拉开有点生锈的铁拉门费了我些力气,我心中的担忧愈发躁动不安起来。映入眼帘的是一扇几乎被扭曲得不成形得铁门,尖锐得铁皮仿佛一只只恶鬼的利爪,就要朝我们扑来。而里面则是空无一物,我的心脏霎时间提到了嗓子眼。如果这个世界的力量令我的精神世界得到了具象化,那么在这里关押的家伙将得到疯狂宣泄暴怒癫狂的机会。作为一直以来强行用理智和伪装压制她的人,我十分清楚事态将会发展到什么可怕的地步。更别提这其中还有恶魔果实的影响。
突然之间,我意识到了一个更加可怕的事实。
我尚且在自己的精神世界中,其他的几位不是跟我在一起就是被认定了不见踪影,而被称为“大麻烦”的则是监狱被破坏的事实。
那么现在操控着我的身体的,又是谁呢?
我回过头正想跟她说些什么,可映入眼帘的却是一张猛兽狰狞的面孔,恶魔般的翅膀,蝎子的尾巴。强烈的剧痛从我的心脏波涛汹涌般地席卷至全身,我的每一寸□□似乎都在被猛兽撕扯啃食,粘稠苦涩的液体灌满我的喉咙,让我连叫喊都不能。我眼看着自己的肢体、内脏和脑浆混着血液瘫在地面上化为模糊的残渣,可我的灵魂依旧无法挣脱这份地狱般的折磨。
这一切都是我罪有应得。
很没出息地,脑海之中浮现出这句话。如果我没有觊觎着自己本不会拥有的魔法般的力量,如果我没有跻身于他视线之中的欲望,如果我没有吞下恶魔果实,或许这一切就不会发生了。
我应该后悔吗?
刺眼的光芒霎时间笼罩了整个世界,无休止的疼痛使我的其他感知一度陷入了完全麻木的状态,我分不清自己是否还受困于□□之中,直到潮湿咸涩的海风气味唤醒了我脆弱的神经,我才开始感知到身体、四肢,乃至大脑的存在。

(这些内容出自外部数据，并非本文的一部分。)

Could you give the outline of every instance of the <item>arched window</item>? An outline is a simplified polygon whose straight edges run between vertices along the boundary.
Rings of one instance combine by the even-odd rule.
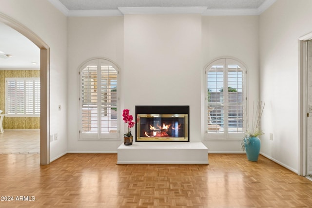
[[[79,76],[80,139],[118,138],[119,69],[96,59],[81,67]]]
[[[206,137],[240,138],[245,131],[246,69],[232,58],[209,64],[206,77]]]

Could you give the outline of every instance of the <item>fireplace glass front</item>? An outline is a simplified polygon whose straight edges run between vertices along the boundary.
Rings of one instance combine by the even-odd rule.
[[[189,141],[188,113],[137,113],[136,141]]]

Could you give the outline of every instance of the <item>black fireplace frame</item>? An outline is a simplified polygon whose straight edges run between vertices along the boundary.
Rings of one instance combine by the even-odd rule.
[[[190,142],[190,106],[188,105],[144,105],[136,106],[136,142],[155,142],[155,141],[138,141],[137,125],[138,114],[187,114],[187,141],[159,141],[157,142]]]

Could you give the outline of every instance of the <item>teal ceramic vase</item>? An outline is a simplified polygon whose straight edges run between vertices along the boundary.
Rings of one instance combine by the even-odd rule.
[[[261,141],[256,137],[249,137],[249,142],[245,143],[245,149],[247,155],[247,159],[251,161],[256,162],[260,152]]]

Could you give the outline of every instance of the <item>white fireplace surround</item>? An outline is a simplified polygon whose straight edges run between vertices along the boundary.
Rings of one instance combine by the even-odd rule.
[[[208,149],[201,142],[134,142],[117,150],[117,164],[208,164]]]

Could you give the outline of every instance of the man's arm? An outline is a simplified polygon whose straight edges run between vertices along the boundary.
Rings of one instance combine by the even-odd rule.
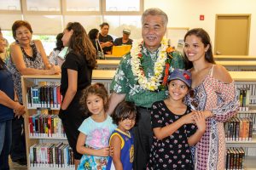
[[[114,92],[111,94],[109,97],[109,107],[107,111],[108,115],[111,115],[117,105],[125,99],[125,94],[116,94]]]

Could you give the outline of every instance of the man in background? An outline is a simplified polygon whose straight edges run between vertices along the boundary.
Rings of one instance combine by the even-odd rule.
[[[123,37],[118,37],[114,40],[113,45],[119,46],[119,45],[131,45],[132,39],[130,39],[129,37],[131,35],[131,31],[128,29],[123,30]]]
[[[107,22],[103,22],[100,25],[101,32],[99,35],[99,41],[102,48],[105,54],[111,54],[113,46],[113,37],[108,34],[109,25]]]

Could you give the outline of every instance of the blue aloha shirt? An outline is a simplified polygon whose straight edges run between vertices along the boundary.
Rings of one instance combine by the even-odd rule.
[[[154,65],[157,60],[160,48],[150,52],[143,46],[142,67],[145,76],[151,77],[154,76]],[[184,68],[183,58],[179,52],[172,52],[172,59],[170,68]],[[164,77],[164,76],[163,76]],[[131,54],[126,54],[120,61],[119,68],[111,82],[111,92],[117,94],[125,94],[125,100],[134,102],[137,106],[151,108],[155,101],[163,100],[168,95],[167,87],[162,90],[149,91],[143,89],[137,82],[137,76],[133,75],[131,65]]]

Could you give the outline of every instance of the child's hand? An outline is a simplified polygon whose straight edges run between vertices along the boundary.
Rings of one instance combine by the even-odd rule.
[[[195,112],[193,111],[191,113],[185,115],[184,116],[182,116],[183,124],[195,123],[194,115]]]
[[[197,126],[197,129],[201,133],[205,133],[207,125],[206,125],[206,119],[203,111],[194,111],[194,112],[195,115],[193,116],[194,116],[195,122]]]
[[[97,155],[100,156],[109,156],[109,147],[97,150],[97,152],[98,152]]]

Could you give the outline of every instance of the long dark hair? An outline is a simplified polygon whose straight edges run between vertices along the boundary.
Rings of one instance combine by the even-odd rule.
[[[4,69],[4,62],[3,61],[2,58],[0,57],[0,70]]]
[[[189,30],[185,37],[184,37],[184,42],[186,41],[186,38],[188,36],[196,36],[197,37],[200,37],[201,40],[201,42],[204,44],[204,47],[206,48],[207,45],[209,45],[208,50],[205,54],[205,59],[209,63],[215,64],[214,58],[213,58],[213,54],[212,54],[212,46],[211,43],[211,39],[209,34],[202,28],[194,28],[192,30]],[[184,59],[185,59],[185,69],[190,69],[193,67],[193,64],[191,61],[188,60],[188,57],[185,53],[184,54]]]
[[[1,28],[0,28],[0,34],[2,34],[2,30],[1,30]],[[0,37],[0,38],[1,38],[1,37]],[[0,57],[0,70],[4,69],[3,65],[4,65],[4,63],[3,63],[3,60],[2,60],[2,58]]]
[[[73,53],[84,56],[89,66],[95,68],[96,51],[83,26],[79,22],[69,22],[66,30],[68,31],[73,30],[73,31],[69,40],[70,45],[68,48],[72,49]]]
[[[88,86],[84,91],[82,97],[80,99],[80,104],[83,105],[83,107],[87,110],[89,115],[91,115],[90,113],[90,110],[88,110],[86,101],[89,95],[96,95],[102,98],[104,101],[104,110],[106,111],[108,109],[108,91],[104,86],[104,84],[101,82],[96,82],[95,84],[91,84]]]

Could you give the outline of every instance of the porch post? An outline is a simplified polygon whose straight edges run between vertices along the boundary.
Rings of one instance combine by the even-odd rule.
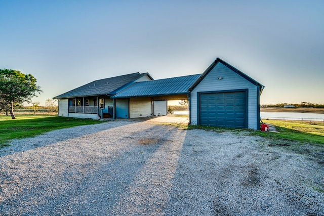
[[[191,124],[191,106],[190,106],[190,94],[187,95],[188,96],[188,121],[189,125]]]

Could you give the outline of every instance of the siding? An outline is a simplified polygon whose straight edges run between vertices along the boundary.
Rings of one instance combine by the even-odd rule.
[[[112,107],[112,99],[105,98],[105,109],[103,110],[103,113],[108,113],[108,107]]]
[[[129,99],[116,99],[116,117],[128,118]]]
[[[154,115],[167,115],[168,101],[154,101]]]
[[[217,77],[222,76],[218,80]],[[218,63],[202,79],[190,94],[191,123],[197,124],[197,93],[217,91],[234,90],[248,89],[248,128],[257,129],[259,121],[257,118],[257,88],[251,82],[224,65]]]
[[[131,118],[152,116],[152,99],[150,98],[132,98],[130,100]]]
[[[69,100],[59,99],[59,116],[69,116]]]

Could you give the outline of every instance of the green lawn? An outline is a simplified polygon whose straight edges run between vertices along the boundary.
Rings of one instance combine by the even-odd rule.
[[[265,124],[274,125],[279,133],[259,132],[260,136],[273,139],[283,139],[324,145],[324,125],[307,122],[288,122],[275,120],[262,120]]]
[[[8,145],[8,142],[13,139],[33,137],[50,131],[103,122],[57,116],[17,115],[16,117],[12,119],[10,116],[0,116],[0,148]]]
[[[263,120],[265,124],[275,126],[279,133],[252,131],[248,129],[235,129],[209,126],[189,125],[187,129],[199,128],[216,132],[231,131],[240,133],[249,132],[250,134],[267,137],[271,139],[281,139],[299,142],[301,143],[319,144],[324,145],[324,125],[316,125],[307,122],[290,122],[278,120]]]

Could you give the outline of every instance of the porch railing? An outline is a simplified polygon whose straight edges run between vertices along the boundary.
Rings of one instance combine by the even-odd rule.
[[[97,106],[70,107],[69,107],[69,112],[99,114],[100,116],[102,116],[103,111]]]

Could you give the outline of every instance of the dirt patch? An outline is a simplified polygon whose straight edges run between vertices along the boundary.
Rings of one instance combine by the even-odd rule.
[[[138,143],[139,145],[141,145],[143,146],[146,146],[147,145],[152,145],[155,144],[155,143],[158,143],[159,140],[157,139],[154,138],[147,138],[147,139],[143,139],[138,141]]]

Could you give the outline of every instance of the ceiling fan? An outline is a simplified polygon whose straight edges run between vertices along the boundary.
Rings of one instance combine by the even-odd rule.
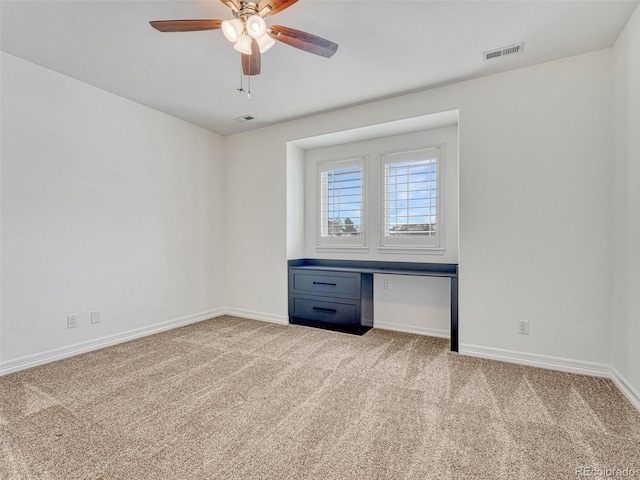
[[[260,54],[269,50],[278,40],[305,52],[329,58],[338,44],[281,25],[267,26],[265,17],[281,12],[298,0],[220,0],[233,12],[231,20],[156,20],[149,22],[161,32],[192,32],[221,29],[242,54],[242,71],[245,75],[260,73]]]

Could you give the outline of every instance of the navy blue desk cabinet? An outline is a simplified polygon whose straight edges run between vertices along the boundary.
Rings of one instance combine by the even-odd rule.
[[[451,279],[451,351],[458,351],[458,265],[367,260],[289,260],[289,323],[362,334],[373,327],[373,275]]]

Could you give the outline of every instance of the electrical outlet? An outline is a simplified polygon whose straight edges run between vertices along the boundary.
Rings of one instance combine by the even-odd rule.
[[[78,315],[73,313],[67,315],[67,328],[76,328],[78,326]]]
[[[529,320],[518,320],[518,333],[529,335]]]

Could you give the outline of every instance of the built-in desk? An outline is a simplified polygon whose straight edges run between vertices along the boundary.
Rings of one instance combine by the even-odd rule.
[[[373,275],[451,279],[451,351],[458,351],[458,265],[368,260],[289,260],[289,322],[373,326]]]

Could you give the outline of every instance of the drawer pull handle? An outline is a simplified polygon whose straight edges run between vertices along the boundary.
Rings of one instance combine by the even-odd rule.
[[[313,307],[315,311],[325,312],[325,313],[338,313],[335,308],[322,308],[322,307]]]

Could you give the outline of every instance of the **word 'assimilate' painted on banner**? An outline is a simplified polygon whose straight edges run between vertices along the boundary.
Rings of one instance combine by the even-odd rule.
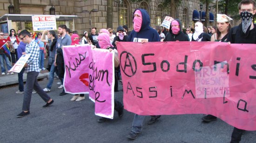
[[[125,108],[143,115],[209,114],[256,130],[256,59],[249,56],[255,47],[120,43]]]
[[[105,49],[91,50],[89,44],[63,46],[66,93],[89,93],[95,102],[96,115],[114,115],[114,53]]]

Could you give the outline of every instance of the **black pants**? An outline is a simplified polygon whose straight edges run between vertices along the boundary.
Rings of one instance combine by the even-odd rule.
[[[231,135],[231,141],[230,143],[239,143],[241,140],[241,137],[243,133],[244,132],[245,130],[239,129],[236,127],[234,127],[233,132]]]

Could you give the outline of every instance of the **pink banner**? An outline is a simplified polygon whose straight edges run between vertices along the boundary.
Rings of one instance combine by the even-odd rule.
[[[64,46],[66,93],[89,93],[95,102],[96,115],[114,116],[114,53],[103,49],[91,50],[88,44]]]
[[[210,114],[256,130],[255,46],[119,43],[125,108],[143,115]]]

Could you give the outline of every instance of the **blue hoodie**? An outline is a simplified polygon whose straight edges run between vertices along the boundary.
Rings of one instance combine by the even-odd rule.
[[[134,12],[137,10],[139,10],[141,12],[142,16],[141,27],[138,32],[135,31],[134,30],[132,31],[129,35],[128,41],[134,42],[136,41],[134,40],[135,39],[135,38],[140,38],[148,39],[148,42],[160,42],[159,34],[158,34],[155,30],[149,26],[150,24],[150,19],[146,10],[143,9],[136,9],[133,14],[133,19]]]

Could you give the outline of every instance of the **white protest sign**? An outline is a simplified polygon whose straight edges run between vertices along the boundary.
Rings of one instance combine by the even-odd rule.
[[[166,16],[164,18],[164,20],[162,23],[161,26],[164,27],[167,29],[170,29],[170,25],[171,25],[171,22],[174,19],[171,17]]]
[[[23,55],[11,68],[10,71],[20,73],[23,68],[27,60],[28,60],[29,56],[30,56],[30,54]]]
[[[32,16],[34,31],[56,30],[55,15],[37,15]]]

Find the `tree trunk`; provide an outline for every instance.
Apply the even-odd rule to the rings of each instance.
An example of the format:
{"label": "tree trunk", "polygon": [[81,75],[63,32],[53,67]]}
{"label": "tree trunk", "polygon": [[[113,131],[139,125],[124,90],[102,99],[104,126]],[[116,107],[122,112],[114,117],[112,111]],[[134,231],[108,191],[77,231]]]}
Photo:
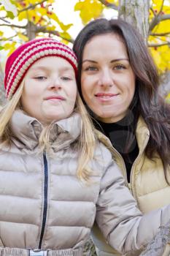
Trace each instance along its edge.
{"label": "tree trunk", "polygon": [[36,37],[36,26],[31,21],[28,21],[26,27],[26,34],[29,40],[34,39]]}
{"label": "tree trunk", "polygon": [[135,26],[147,42],[150,0],[120,0],[118,11],[119,18]]}

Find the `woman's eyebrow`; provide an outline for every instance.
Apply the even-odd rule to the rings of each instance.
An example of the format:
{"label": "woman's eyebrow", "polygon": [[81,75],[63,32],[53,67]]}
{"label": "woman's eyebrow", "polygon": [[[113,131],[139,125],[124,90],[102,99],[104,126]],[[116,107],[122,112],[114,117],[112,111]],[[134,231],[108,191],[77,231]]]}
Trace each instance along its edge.
{"label": "woman's eyebrow", "polygon": [[95,64],[97,64],[97,61],[93,61],[91,59],[85,59],[84,61],[82,61],[82,63],[84,63],[85,61],[93,62],[93,63],[95,63]]}
{"label": "woman's eyebrow", "polygon": [[120,58],[120,59],[112,59],[110,62],[115,62],[115,61],[128,61],[128,59],[126,58]]}

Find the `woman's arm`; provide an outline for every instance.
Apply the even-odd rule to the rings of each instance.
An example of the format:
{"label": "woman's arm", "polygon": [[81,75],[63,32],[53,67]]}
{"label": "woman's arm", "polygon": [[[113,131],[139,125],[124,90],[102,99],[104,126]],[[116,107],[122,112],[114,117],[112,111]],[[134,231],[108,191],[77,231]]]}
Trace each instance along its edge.
{"label": "woman's arm", "polygon": [[170,206],[142,216],[112,159],[101,179],[96,206],[98,227],[120,253],[144,248],[170,219]]}

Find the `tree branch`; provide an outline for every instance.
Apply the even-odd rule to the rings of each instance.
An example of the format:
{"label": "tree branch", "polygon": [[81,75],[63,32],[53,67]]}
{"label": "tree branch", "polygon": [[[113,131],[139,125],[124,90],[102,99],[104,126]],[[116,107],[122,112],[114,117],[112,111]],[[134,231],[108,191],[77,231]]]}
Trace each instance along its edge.
{"label": "tree branch", "polygon": [[161,12],[162,12],[163,4],[164,4],[164,0],[162,1],[162,4],[161,4],[161,7],[160,8],[159,12],[158,13],[158,16],[160,15]]}
{"label": "tree branch", "polygon": [[51,34],[53,34],[55,36],[59,37],[61,38],[62,38],[63,39],[74,43],[74,39],[72,38],[71,38],[70,39],[69,39],[68,38],[66,38],[64,37],[62,37],[60,35],[60,32],[57,31],[53,31],[53,30],[50,30],[50,29],[47,29],[44,26],[36,26],[36,33],[49,33]]}
{"label": "tree branch", "polygon": [[14,24],[0,24],[0,26],[10,26],[11,28],[18,28],[18,29],[26,29],[26,26],[19,26],[19,25],[14,25]]}
{"label": "tree branch", "polygon": [[107,7],[111,8],[111,9],[114,9],[115,10],[118,10],[118,7],[114,4],[110,4],[106,0],[98,0],[101,4],[103,4],[104,5],[105,5]]}
{"label": "tree branch", "polygon": [[156,14],[155,14],[155,11],[154,11],[153,8],[152,8],[152,7],[150,7],[150,10],[151,10],[151,11],[152,12],[154,16],[155,16]]}
{"label": "tree branch", "polygon": [[148,47],[161,47],[163,45],[170,45],[170,42],[163,42],[163,44],[149,44]]}
{"label": "tree branch", "polygon": [[30,4],[29,6],[28,6],[27,7],[24,8],[24,9],[22,9],[20,10],[18,10],[18,12],[20,13],[22,12],[25,12],[25,11],[27,11],[28,10],[30,10],[30,9],[34,9],[36,5],[39,5],[39,4],[43,4],[44,2],[45,1],[47,1],[47,0],[42,0],[41,1],[39,1],[39,3],[36,3],[35,4]]}
{"label": "tree branch", "polygon": [[151,20],[151,23],[150,24],[149,31],[152,31],[152,30],[155,28],[155,26],[158,25],[161,21],[169,20],[169,19],[170,19],[169,14],[159,15],[155,16]]}

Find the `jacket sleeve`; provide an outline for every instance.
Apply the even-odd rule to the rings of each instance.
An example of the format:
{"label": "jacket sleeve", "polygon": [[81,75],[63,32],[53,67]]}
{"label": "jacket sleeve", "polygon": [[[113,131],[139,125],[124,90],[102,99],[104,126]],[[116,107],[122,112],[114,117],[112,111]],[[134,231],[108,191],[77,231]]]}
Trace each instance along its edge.
{"label": "jacket sleeve", "polygon": [[[109,152],[104,154],[108,159]],[[96,220],[107,241],[125,254],[144,248],[170,219],[170,206],[142,216],[110,157],[101,181]],[[131,254],[132,255],[132,254]]]}

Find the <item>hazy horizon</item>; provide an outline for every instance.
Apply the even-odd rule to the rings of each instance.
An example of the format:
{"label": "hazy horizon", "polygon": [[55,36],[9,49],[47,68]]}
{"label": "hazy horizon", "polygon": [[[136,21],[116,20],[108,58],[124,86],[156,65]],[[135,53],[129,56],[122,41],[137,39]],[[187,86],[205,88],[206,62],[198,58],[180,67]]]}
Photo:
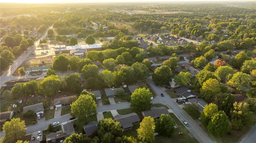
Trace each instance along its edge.
{"label": "hazy horizon", "polygon": [[[158,2],[188,2],[189,3],[191,3],[193,2],[203,2],[204,3],[211,2],[232,2],[232,1],[236,1],[236,2],[244,2],[246,1],[255,1],[256,3],[256,1],[255,0],[180,0],[179,2],[177,2],[177,0],[160,0],[159,1],[158,1]],[[22,1],[21,1],[20,0],[1,0],[1,3],[23,3],[23,4],[45,4],[45,3],[111,3],[111,2],[156,2],[154,0],[123,0],[121,2],[120,0],[96,0],[93,1],[92,1],[91,0],[45,0],[43,1],[36,1],[34,0],[23,0]]]}

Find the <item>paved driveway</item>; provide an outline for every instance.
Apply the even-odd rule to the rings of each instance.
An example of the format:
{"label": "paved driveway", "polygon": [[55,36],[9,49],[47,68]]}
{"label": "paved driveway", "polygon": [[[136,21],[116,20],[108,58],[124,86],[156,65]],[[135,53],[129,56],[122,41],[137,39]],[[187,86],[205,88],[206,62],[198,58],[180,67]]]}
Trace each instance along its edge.
{"label": "paved driveway", "polygon": [[115,100],[114,99],[114,97],[108,97],[108,100],[109,100],[109,103],[110,104],[116,104]]}

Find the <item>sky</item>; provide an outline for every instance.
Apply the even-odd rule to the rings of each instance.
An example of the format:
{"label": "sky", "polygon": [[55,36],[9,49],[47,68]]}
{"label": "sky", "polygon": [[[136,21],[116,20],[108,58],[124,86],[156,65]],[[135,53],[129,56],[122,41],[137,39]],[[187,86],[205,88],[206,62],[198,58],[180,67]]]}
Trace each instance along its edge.
{"label": "sky", "polygon": [[[191,1],[202,1],[205,2],[208,1],[242,1],[242,0],[179,0],[179,1],[189,1],[191,2]],[[246,0],[247,1],[255,1],[255,0]],[[177,0],[160,0],[158,1],[166,1],[166,2],[171,2],[174,1],[176,2]],[[85,3],[85,2],[156,2],[155,0],[123,0],[121,1],[120,0],[2,0],[1,2],[15,2],[19,3]]]}

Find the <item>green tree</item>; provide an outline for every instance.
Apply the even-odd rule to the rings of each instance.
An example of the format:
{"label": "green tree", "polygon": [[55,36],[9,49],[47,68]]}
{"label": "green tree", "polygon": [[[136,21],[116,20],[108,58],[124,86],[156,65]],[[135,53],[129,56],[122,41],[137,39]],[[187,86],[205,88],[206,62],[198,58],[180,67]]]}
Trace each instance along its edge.
{"label": "green tree", "polygon": [[231,79],[227,84],[236,87],[236,89],[241,90],[250,87],[251,77],[249,74],[242,72],[237,72],[234,74]]}
{"label": "green tree", "polygon": [[71,46],[77,45],[77,39],[75,37],[72,37],[69,40],[69,45]]}
{"label": "green tree", "polygon": [[145,111],[150,108],[152,94],[148,89],[137,88],[131,96],[131,107],[139,111]]}
{"label": "green tree", "polygon": [[68,58],[63,55],[57,55],[52,62],[52,68],[59,71],[66,71],[69,64]]}
{"label": "green tree", "polygon": [[165,84],[172,81],[172,75],[171,69],[167,66],[162,65],[155,70],[152,79],[158,84]]}
{"label": "green tree", "polygon": [[134,71],[134,77],[137,80],[144,80],[149,77],[149,70],[147,66],[141,63],[136,62],[132,65]]}
{"label": "green tree", "polygon": [[88,118],[97,114],[97,105],[89,95],[80,95],[78,98],[70,104],[70,115],[78,116],[81,120],[86,121]]}
{"label": "green tree", "polygon": [[52,69],[49,69],[46,71],[46,75],[50,76],[52,75],[55,75],[55,71]]}
{"label": "green tree", "polygon": [[174,120],[169,115],[162,114],[156,119],[156,131],[159,135],[170,137],[175,131]]}
{"label": "green tree", "polygon": [[24,74],[26,72],[26,71],[25,71],[25,68],[24,67],[21,67],[18,69],[18,73],[20,74]]}
{"label": "green tree", "polygon": [[80,59],[76,56],[74,55],[68,58],[68,63],[70,66],[70,68],[73,71],[78,69],[78,63],[80,61]]}
{"label": "green tree", "polygon": [[247,74],[250,74],[253,70],[256,69],[256,59],[246,60],[243,63],[241,71]]}
{"label": "green tree", "polygon": [[0,68],[2,70],[5,69],[9,65],[9,62],[3,57],[0,56]]}
{"label": "green tree", "polygon": [[[106,118],[100,121],[98,133],[99,138],[102,140],[104,135],[109,133],[114,137],[120,137],[123,132],[120,123],[111,118]],[[111,142],[114,142],[113,139]]]}
{"label": "green tree", "polygon": [[12,62],[13,60],[15,59],[15,57],[13,54],[7,50],[4,50],[1,52],[1,57],[4,58],[9,63]]}
{"label": "green tree", "polygon": [[204,55],[208,61],[211,61],[213,58],[216,56],[216,54],[214,50],[211,49],[206,53]]}
{"label": "green tree", "polygon": [[200,119],[202,123],[206,126],[207,126],[212,119],[212,117],[217,113],[218,112],[218,106],[216,104],[210,103],[209,105],[206,105],[204,109],[204,112],[200,116]]}
{"label": "green tree", "polygon": [[180,72],[174,76],[175,85],[183,86],[188,84],[190,82],[190,78],[192,75],[188,72]]}
{"label": "green tree", "polygon": [[95,40],[92,36],[90,35],[85,39],[85,43],[87,44],[93,44],[95,43]]}
{"label": "green tree", "polygon": [[216,79],[209,78],[203,83],[200,90],[201,95],[206,102],[212,102],[214,96],[220,92],[220,88],[219,82]]}
{"label": "green tree", "polygon": [[66,79],[67,86],[69,91],[79,94],[81,92],[82,87],[80,83],[80,75],[75,73],[70,75]]}
{"label": "green tree", "polygon": [[60,85],[60,80],[58,75],[51,75],[44,78],[39,84],[38,88],[41,93],[47,96],[58,93]]}
{"label": "green tree", "polygon": [[171,57],[169,59],[164,61],[163,65],[166,65],[174,70],[178,65],[178,59],[176,57]]}
{"label": "green tree", "polygon": [[3,125],[3,131],[5,133],[3,143],[14,143],[25,137],[27,129],[25,121],[20,119],[12,118],[6,121]]}
{"label": "green tree", "polygon": [[90,77],[98,77],[99,68],[95,65],[86,65],[81,71],[82,76],[87,80]]}
{"label": "green tree", "polygon": [[114,85],[115,75],[111,71],[106,69],[104,70],[100,74],[100,77],[108,87],[111,87]]}
{"label": "green tree", "polygon": [[92,143],[92,138],[87,137],[86,134],[82,133],[78,134],[73,133],[67,137],[64,140],[64,143]]}
{"label": "green tree", "polygon": [[249,111],[249,105],[247,103],[235,102],[233,106],[233,110],[230,111],[233,129],[248,129],[255,123],[253,114]]}
{"label": "green tree", "polygon": [[145,117],[140,123],[140,128],[137,129],[138,140],[142,143],[154,143],[154,132],[155,127],[152,118],[150,116]]}
{"label": "green tree", "polygon": [[233,75],[236,73],[236,71],[230,66],[220,66],[215,71],[215,74],[218,77],[221,81],[224,81],[225,79],[230,79]]}
{"label": "green tree", "polygon": [[212,117],[207,126],[212,133],[222,136],[229,131],[228,117],[223,111],[220,111]]}
{"label": "green tree", "polygon": [[26,95],[35,95],[38,93],[38,85],[35,80],[31,80],[25,82],[24,84]]}
{"label": "green tree", "polygon": [[89,59],[85,58],[80,60],[78,63],[78,71],[81,72],[84,66],[89,64],[92,65],[92,62]]}
{"label": "green tree", "polygon": [[116,61],[112,58],[107,59],[103,61],[103,65],[105,68],[109,71],[113,71],[116,64]]}
{"label": "green tree", "polygon": [[204,67],[206,65],[206,59],[204,56],[196,58],[194,61],[192,61],[191,63],[196,68],[199,68],[201,67]]}

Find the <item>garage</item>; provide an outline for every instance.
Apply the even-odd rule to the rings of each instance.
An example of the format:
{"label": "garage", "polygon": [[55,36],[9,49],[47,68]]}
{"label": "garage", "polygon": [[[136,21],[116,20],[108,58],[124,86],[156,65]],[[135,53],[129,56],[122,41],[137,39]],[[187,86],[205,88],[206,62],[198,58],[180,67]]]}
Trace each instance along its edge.
{"label": "garage", "polygon": [[55,105],[56,107],[60,107],[62,106],[62,105],[61,104]]}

我还活着。哪怕是喝了劣质酒后的宿醉也要比现在的感觉好上一万倍。我慢慢地尝试着爬起来,沙石和凝固的血块几乎成为了双臂上的第二层皮,粗糙的摩擦与尖锐的刺痛令我的胳膊只能一寸一寸地支撑来。脊梁剧烈的阵痛害得我眼泪差点没直接从眼眶里漏出来,我下意识地缩紧肩胛骨,哪里象是长了什么东西,肌肉每一次细微的活动,换来的都是深入骨髓般的刺痛。好不容易坐了起来,这个时候我才意识到,我的身体浑身上下除了泥沙与血混合在一起的粘稠物之外完全可以称得上是□□。就在我还来不及反应的时候,混乱的声音与气味一时间涌入我的大脑,将我所剩无几的思绪侵扰得溃不成军。我费了一段时间才让我的视线重新对焦,看清了周围是一片狼藉的废墟。
耳边的杂音愈发强烈,几乎要讲我的神经摧毁。猛然间我的胳膊传来一阵刺痛,等到回过神来,我才发现自己被牵制住的手中握着一截锋利的刀片,而我方才差一点就要袭击的对象,正是方才从我身后默默靠近我的人。
多弗朗明哥。
他给我的感觉变了,但具体是哪里的变化,很难说。他身上那股阴晴不定,嗜血狂暴的气场仿佛被我的感知扩大了好几十倍,原本的我能将自己的畏惧伪装的很好的,可是现在这种刺激几乎要令我体内的什么东西喷薄而出,而且,那绝对是同畏惧截然相反的。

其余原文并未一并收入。